Rest in peace Brad. I’m sorry we used to call you Surly.
Onto other trains of thought, I’m currently deep in the midst of my usual Seasonal Affective Disorder. Long before I knew what it was or that it existed, I experienced it. Ever since I was a kid. The winters were a long, sad and lonely time. The summers were much happier and more vibrant. I thought for many years I just “hated winter”. I do hate winter; don’t get me wrong, but there was more to it. In the winter of 1998 I was explaining to a friend that I was in my “big blue funk”, a long period of (what I now call) depression. The friend was taken aback because I was speaking of these things as if everybody experienced them. “That’s not normal,” they said. “Sure it is,” I retorted.
I’ve learned to deal with my big blue funks a lot better these days, though I still need to seek help. One thing I do to try to stave off the blues is to give myself something to look forward to every day. This can be anything from having some special food that I enjoy, to buying some new music, to watching my favourite shows. I have to make some time to just enjoy myself a little bit every day.
Of course, buying music costs money and when you’re a collector it can get expensive! When you can’t settle for anything less than “all the tracks”, you can expect to spend money. Of course this is connected to another mental illness, Obsessive Compulsive Disorder. I’ve had this forever too. As a kid, I would try to collect complete sub-teams of GI Joes and Transformers. I’d also collect music, but that was a lot more difficult in the 1980s.
The first group I ever decided I wanted a “complete” collection of was Quiet Riot. I thought it would be easy. I assumed they only had two albums. How wrong I was. There were no Wikipedia articles to refer to. Eventually I learned about their early Japanese-only albums. It took me about 15 years, pre-internet, to get copies for myself.
As I grew to like more and more bands, I wanted more and more “complete” collections.
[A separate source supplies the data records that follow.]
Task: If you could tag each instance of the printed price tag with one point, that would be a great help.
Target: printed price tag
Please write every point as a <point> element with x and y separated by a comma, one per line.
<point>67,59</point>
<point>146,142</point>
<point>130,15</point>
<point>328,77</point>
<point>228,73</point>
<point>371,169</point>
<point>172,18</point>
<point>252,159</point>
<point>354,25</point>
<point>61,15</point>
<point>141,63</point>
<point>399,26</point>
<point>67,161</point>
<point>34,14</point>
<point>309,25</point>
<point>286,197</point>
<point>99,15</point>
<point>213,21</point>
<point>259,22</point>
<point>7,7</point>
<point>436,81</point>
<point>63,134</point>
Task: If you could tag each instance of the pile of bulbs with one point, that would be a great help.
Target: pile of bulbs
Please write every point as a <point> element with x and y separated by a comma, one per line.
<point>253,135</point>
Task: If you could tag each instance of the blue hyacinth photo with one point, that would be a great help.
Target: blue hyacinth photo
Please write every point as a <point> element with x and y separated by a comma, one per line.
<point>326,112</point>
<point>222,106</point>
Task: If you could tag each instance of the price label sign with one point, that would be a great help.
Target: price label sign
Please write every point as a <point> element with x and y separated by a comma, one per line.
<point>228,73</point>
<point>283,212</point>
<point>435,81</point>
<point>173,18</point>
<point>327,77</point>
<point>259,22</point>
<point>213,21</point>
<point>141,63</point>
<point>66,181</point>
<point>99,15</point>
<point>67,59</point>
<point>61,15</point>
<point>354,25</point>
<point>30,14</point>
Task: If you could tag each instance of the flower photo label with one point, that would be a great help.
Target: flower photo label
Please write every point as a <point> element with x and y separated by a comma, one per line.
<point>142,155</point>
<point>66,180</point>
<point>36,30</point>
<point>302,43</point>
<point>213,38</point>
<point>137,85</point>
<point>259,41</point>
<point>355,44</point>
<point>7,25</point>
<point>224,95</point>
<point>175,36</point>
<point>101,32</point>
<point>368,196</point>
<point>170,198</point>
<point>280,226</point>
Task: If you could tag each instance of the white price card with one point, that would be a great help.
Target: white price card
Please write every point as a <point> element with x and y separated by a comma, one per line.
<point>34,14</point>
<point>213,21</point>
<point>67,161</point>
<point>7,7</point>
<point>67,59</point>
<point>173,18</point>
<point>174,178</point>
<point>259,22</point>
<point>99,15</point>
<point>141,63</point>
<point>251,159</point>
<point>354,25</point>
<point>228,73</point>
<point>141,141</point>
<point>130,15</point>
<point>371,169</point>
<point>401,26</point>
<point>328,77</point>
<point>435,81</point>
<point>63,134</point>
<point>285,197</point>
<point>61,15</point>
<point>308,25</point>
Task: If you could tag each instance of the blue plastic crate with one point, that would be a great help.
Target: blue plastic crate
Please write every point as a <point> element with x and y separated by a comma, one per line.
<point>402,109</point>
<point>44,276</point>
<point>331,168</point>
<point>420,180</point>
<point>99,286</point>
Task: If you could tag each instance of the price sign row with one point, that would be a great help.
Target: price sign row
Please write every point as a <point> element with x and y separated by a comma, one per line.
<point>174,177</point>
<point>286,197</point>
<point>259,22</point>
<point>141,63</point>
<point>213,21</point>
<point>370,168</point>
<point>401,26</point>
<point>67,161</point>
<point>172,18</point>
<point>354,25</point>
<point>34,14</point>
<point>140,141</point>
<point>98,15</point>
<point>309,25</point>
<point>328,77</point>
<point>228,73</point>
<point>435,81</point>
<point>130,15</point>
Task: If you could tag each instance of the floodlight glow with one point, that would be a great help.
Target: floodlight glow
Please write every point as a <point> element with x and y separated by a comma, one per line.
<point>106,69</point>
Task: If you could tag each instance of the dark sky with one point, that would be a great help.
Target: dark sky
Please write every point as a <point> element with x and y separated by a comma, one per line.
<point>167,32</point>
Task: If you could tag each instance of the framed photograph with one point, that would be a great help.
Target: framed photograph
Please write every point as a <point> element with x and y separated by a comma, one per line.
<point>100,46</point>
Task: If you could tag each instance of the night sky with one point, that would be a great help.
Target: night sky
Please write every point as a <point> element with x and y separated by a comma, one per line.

Magazines like Hit Parader would run ads for mail order record stores. They would list stuff regularly that I never heard of nor saw in stores. All in US dollars of course. Plus shipping! Stuff like:
ALICE COOPER – THE BEAST OF
ALICE COOPER – DADA
ALICE COOPER – PRETTIES FOR YOU
JUDAS PRIEST – STAINED CLASS
These were not albums you could find in your local Zellers’ tape section. I had never seen or even heard of Stained Class.
Then I would browse down to the singles and start crying when I saw things listed like:
AEROSMITH – DUDE LOOKS LIKE A LADY / ONCE IS ENOUGH
BON JOVI – LIVIN ON A PRAYER / EDGE OF A BROKEN HEART +1
EUROPE – THE FINAL COUNTDOWN / ON BROKEN WINGS
Like a cruel tease, I became aware that some of these things really existed, but on a teenage allowance, had no way to acquire them. Or even hear what they sounded like. I was grateful that bands like Kiss never seemed to put our exclusive non-album songs as B-sides. Not knowing any better, I thought that was very democratic of them: everybody had access to every Kiss song – there were no exclusives only for those who could pay for them.
Boy, did I read those Kiss cards wrong!
Many of these tracks and albums never showed up in my collection until the internet age. But now, with access to even more information, the want list continues to grow. It’s an expensive hobby.
Whitesnake was one of those bands that had many albums prior to the ones I knew about. The winter of 87/88 educated me otherwise. Meanwhile I had just acquired Slide It In. I can picture myself shovelling the snow in the dark of the morning listening to that warbling tape. Geffen didn’t put out the best quality cassettes in the 80s. My copy of Slide It In ran so slow that it was almost unlistenable. I would try to fast forward and rewind the tape to loosen it up a bit. Nothing really helped and I never heard the album properly until I got a CD copy. But Slide It In is one of those albums I associate with winter, shovelling snow and all of it.
I’ll make it through this winter just like all the others. But I can’t wait for summer. That’s when I really feel alive again.